Tomamos asiento en el banco de popa, y los dos piratas se sentaron junto a los remos. 

         -El tuerto, empujó la barca lejos de las rocas con un remo, y enseguida dejamos la costa a nuestra espalda. Con la oscuridad que había quedado tras los fuegos artificiales, no habíamos reparado, que a una milla de la Cueva de los Contrabandistas, estaba fondeado el Barlovento.

         Me froté los ojos muy fuerte, no era un sueño, y al mirar a María, me di cuenta que ella también miraba el galeón hipnotizada.

         Cuando estábamos más cerca, pude ver el mascarón de proa. Era una sirena con los cabellos al aire de color dorado, y bajo su cola, estaba escrito el nombre del barco en relieve Barlovento II.

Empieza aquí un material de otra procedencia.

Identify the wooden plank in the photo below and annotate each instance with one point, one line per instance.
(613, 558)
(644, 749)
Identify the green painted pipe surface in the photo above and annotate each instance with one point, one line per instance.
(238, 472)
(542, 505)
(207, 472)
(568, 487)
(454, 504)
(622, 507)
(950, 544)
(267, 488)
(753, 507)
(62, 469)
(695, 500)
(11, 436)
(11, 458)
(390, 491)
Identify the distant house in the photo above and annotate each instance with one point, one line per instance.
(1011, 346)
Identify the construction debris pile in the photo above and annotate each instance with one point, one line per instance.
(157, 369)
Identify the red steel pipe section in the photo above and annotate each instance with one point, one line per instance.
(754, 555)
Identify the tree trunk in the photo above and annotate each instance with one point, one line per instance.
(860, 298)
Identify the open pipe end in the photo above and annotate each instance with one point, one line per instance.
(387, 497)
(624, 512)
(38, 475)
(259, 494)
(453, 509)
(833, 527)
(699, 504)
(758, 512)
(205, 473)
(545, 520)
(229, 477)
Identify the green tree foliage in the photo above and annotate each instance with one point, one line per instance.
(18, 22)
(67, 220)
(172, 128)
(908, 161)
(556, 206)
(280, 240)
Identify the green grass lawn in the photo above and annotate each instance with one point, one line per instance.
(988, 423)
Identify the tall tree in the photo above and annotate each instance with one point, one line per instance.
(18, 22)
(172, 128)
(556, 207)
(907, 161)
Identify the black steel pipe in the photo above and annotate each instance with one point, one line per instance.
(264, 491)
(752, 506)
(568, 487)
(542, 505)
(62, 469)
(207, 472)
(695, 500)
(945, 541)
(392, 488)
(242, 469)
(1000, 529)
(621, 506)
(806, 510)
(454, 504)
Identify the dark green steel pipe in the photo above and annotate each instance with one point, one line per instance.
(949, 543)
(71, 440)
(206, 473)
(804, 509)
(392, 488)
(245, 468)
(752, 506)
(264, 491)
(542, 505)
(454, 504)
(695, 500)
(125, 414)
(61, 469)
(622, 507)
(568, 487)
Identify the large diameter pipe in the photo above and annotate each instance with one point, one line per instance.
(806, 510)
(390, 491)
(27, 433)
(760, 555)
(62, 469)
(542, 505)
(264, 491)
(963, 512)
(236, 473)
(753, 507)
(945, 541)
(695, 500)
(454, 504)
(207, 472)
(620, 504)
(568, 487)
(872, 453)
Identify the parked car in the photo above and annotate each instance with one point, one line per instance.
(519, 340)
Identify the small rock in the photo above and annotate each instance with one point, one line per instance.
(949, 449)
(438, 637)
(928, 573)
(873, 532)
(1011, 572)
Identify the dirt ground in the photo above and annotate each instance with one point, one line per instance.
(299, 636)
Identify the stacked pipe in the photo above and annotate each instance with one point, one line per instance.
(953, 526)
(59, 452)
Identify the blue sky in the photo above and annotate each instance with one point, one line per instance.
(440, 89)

         Mire a Malavida con intención de preguntarle donde estaba el Barlovento, pero me dejó mudo con su mirada. No había luz a bordo, y un tenso silencio lo envolvía todo, solo roto por el romper de las olas contra la borda del barco. Una espesa niebla avanzaba junto a nosotros. Setí un escalofrío.

         Por fin noté movimiento en el barco, el vigia nos había visto, y alguien lanzó una escala hasta nosotros.

         Uno tras otro fuimos subiendo al galeón, muy callados.

         Malavida parecía estar al mando, -¡levad anclas marineros!, ordenó a los hombres que había en cubierta, y con una seña, nos ordenó que le siguiésemos.

         Llegamos hasta la escotilla que conducía al camarote del capitán. La puerta estaba tallada en madera, y en el centro,  había una placa de latón.

         El pirata, se giró hacía nosotros y nos dijo:-Espero que seáis tan buenos aprendices como dice vuestro abuelo, porque las heridas que le hizo el malnacido del tiburón que le atacó, no creo que se puedan curar por dos mocosos como vosotros, si le pasa algo al capitán, os pasaré por la quilla.

         Sentí que la boca se me secaba. -¿heridas de tiburón?- me dije. Había visto muchas veces a mi padre coser heridas, pero yo jamás los había hecho, y no estaba seguro de que fuera capaz de hacerlo, pero apreté fuerte mi petate, y viendo la decisión con la que mi prima atravesaba la puerta de camarote, decidí seguirla con la cabeza bien alta.

         -Apártate pasmarote- le dijo mi prima al  marinero que custodiaba la puerta.

         Entonces le vimos, recostado en una enorme cama con dosel rojo. A un lado, tenía una carta de navegación que miraba con atención. Tenía un brazo en cabestrillo, y en la mano libre sujetaba un compás.